I use the Microsoft Security Suite to protect my computers, and I have the free version of MalwareBytes anti-malware (installed using "Patch my PC") on all my computers to scan my systems weekly (on weekends) as an adjunct to Windows Security. It scans system memory, so if anything finds a way to sneak on to my computers, MalwareBytes should find it for me.
I back up my computers using Macrium Reflect free (downloaded from the OlderGeeks website), creating weekly backup sets consisting of a full system image, and six differential images. I keep four backup sets so I can access versions of my files going back twenty-eight days. These backups allow me to quickly recover my stuff when all else I do fails, or in the event of a disk failure, or following any other malady/disaster. Additionally, I sync selected folders on my computers to the cloud, making it easy to access the same files on all my computers, as well as being a part of my backup regimen, because unless a file's stored in at least two places, it's not backed up, and having an off-site location protects me from disasters such as floods, home fires,etc.
Finally, I employ what I call Cognitive Security, a paradigm I've described several times here and on the Ask Leo website. Essentially, I blindly trust nothing coming from the Internet so I'm very skeptical about anything from there. I never click any hyperlink before comparing its URL with its label, regardless whether I encounter it on a website or in an email message - particularly if the message was unexpected. If I cannot decipher where the URL will take me, or if it doesn't correspond to/with the label, I don't click - period. Additionally, I never believe anything I read on social media without confirming its accuracy/validity using several fact-check websites. IIRC, Bob has written about such sites so you can find ones you can trust on the AskBob website (here).

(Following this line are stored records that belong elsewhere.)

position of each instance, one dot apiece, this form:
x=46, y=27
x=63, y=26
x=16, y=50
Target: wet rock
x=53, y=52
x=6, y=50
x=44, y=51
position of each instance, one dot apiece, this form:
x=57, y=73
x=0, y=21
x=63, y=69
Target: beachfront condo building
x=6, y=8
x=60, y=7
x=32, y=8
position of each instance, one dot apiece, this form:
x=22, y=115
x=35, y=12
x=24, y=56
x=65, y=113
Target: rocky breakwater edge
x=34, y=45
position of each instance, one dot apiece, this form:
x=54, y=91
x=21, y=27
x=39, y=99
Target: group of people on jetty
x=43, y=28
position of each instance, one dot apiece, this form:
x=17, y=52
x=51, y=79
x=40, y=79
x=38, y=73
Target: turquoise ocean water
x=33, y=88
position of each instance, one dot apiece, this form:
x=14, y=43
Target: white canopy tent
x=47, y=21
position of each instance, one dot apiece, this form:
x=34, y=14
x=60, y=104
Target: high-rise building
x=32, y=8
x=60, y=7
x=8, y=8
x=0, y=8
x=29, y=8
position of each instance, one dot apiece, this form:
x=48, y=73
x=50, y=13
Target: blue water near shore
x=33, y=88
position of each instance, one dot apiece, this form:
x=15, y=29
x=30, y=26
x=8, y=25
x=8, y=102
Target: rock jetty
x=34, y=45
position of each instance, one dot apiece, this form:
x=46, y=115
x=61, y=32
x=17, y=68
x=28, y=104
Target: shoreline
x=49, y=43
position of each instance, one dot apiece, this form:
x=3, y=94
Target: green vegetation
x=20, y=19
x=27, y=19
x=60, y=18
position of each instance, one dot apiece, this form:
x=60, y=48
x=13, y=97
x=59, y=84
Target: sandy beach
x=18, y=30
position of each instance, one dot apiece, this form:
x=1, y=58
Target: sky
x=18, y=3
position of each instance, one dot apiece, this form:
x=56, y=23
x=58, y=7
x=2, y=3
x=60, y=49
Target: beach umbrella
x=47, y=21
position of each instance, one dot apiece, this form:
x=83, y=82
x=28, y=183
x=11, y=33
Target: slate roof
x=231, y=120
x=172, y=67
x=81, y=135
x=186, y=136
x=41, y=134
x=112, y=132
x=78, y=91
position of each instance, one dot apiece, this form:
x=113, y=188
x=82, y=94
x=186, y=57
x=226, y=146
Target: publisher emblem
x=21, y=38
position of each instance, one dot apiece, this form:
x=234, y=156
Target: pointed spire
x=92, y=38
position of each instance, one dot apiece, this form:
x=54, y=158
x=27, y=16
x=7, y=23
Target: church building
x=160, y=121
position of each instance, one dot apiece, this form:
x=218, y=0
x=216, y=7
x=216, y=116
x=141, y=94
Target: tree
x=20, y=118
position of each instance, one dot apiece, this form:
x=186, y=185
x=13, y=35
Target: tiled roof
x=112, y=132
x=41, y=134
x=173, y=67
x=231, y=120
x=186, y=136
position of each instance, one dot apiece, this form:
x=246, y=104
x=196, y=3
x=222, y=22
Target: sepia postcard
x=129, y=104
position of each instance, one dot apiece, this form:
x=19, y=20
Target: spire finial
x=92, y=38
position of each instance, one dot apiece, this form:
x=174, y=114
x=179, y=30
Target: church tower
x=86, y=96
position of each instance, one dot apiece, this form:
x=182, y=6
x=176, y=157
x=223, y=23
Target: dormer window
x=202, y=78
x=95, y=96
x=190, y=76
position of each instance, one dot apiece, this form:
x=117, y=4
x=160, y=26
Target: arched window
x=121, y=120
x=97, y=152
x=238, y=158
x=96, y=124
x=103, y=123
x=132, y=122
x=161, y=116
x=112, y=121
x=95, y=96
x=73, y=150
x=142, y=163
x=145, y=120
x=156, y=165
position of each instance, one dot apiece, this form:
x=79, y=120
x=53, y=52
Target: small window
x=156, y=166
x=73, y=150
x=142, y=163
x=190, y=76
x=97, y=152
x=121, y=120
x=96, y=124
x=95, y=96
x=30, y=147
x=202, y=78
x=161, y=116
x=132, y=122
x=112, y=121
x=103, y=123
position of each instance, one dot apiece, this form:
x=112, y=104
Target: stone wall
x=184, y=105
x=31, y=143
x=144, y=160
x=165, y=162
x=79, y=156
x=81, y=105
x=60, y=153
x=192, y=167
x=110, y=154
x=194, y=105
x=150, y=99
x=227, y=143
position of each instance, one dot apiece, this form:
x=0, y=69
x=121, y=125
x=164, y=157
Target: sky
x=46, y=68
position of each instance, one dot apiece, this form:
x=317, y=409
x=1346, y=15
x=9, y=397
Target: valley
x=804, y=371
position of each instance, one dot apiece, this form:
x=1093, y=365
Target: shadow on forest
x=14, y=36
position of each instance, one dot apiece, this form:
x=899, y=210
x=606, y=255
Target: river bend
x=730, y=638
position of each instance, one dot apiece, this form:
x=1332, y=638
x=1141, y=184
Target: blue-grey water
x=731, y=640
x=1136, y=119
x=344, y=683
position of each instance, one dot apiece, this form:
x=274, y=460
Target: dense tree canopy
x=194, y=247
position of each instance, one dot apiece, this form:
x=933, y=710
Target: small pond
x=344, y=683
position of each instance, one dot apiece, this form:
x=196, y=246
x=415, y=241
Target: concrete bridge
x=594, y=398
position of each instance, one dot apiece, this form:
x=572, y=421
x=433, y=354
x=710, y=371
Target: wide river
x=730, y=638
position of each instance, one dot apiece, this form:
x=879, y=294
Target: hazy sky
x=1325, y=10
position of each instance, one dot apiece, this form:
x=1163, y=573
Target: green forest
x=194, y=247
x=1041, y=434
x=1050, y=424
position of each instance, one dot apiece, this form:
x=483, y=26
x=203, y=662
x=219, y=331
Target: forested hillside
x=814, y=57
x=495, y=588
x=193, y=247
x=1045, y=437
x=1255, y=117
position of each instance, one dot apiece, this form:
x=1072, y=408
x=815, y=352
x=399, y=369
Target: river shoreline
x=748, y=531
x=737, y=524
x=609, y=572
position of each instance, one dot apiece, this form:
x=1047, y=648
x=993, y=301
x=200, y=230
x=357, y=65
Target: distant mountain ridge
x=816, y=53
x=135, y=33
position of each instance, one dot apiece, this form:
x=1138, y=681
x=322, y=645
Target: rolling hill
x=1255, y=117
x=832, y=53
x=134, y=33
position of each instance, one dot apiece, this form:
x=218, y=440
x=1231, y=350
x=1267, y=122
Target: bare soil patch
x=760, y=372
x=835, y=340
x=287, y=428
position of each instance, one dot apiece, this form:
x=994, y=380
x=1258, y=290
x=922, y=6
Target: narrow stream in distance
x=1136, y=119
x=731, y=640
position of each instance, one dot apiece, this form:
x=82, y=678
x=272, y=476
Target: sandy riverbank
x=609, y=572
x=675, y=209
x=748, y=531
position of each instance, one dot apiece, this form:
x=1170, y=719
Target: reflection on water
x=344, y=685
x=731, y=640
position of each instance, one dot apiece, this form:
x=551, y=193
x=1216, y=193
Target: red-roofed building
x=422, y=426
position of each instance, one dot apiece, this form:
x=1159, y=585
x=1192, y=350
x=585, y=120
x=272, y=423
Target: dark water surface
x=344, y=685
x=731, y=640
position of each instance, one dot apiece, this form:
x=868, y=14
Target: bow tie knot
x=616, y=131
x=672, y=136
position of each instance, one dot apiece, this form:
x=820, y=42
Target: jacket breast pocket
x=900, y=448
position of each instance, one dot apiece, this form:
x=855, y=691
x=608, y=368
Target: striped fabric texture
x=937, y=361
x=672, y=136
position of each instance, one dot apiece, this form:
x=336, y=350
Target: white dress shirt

This covers most of what I do to remain safe, and keep malware off my computers. I hope what I wrote here helps others,
Ernie (Oldster)
Posted by:
gene
25 Feb 2025
I've used Malwarebytes Premium since it's earliest days, they offered a lifetime license (transferable to each new computer though it can only run on one at a time) fo $25 more than 10 years ago, I snapped that up. They no longer offer that, but they still treat me as if I were paying them full price as of now. Amazing product and I highly recommend it, do a full scan every day. I use their browser extension (free) on all my browsers too, Win10 Pro system. They recommended Patch My PC to me a few years ago, and I use that too. I NEVER click a link without checking to see that it actually points to a legitimate site. I never enter login information except ON the original site, no legitimate site asks you to do that in an email. I use UBlock Origin on my browsers as well, it will intercept me if I head to a page it thinks unsafe. One simply can't be too well protected these days.
Posted by:
Marvin A.
01 Mar 2025
If the fileless malware resides on RAM, why doesn't it get zapped when you turn off the computer? When you turn off or restart a computer everything on the RAM gets deleted. True?